VMware has made its technology available to some of India’s biggest organisations, including the State Bank of India and Bharti Airtel as well as startups such as BookMyShow. “To look at digitisation, I think there’s a huge opportunity right now. What I would suggest is in that process, people are still, I believe, are at the centre of digitisation,” Wakeman said.
“So I would encourage organisations to think about how digitalisation improves employee experience, culturally how it allows them to access the workforce, and how it improves some of the other challenges, including those around transport. If we just look at digital for digital”s sake and miss the people a bit, that”s a problem. We”re spending a lot of time thinking about cheekily how technology and employee experience can come together,” he added.
VMware’s Workspace ONE platform, for example, allows organisation to “simply and securely” deliver and manage any app on any device by integrating access control, application management and multi-platform endpoint management. It is available as a cloud service or for on-premises deployment.
“Indians are avid consumers of technology, so whenever we do something new or different, immediately you will see that it will show up here in India first. We have over 1,000 data centres for the Workspace ONE platform globally. We put a data centre in India about three years ago, when we set up our own SAAS (software-as-a-service) ability,” Wakeman said.
However, in terms of Cloud adoption, Wakeman believes India has been a bit slow compared to other markets such as Australia and Japan.

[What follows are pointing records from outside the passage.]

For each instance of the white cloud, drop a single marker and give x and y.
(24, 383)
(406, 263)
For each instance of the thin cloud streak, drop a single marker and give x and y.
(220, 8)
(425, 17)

“The reason for that has been twofold — one, for government sector, besides banking, the compliance issues have been stronger. In Australia or Japan for instance, there’s been a move where some of those more conservative or risk averse industries or government sectors have started to make the move to cloud. The second is just the cost benchmarking. Cloud is not necessarily cheaper than what people can do themselves on premise. So I think that the value proposition initially around what Cloud offers was first approached by the Indian market as a lower cost way than us running it, and it”s taken some time for the majority of clients to change and think about Cloud having a different set of value and property than just about the infrastructure being lesser,” Wakeman said.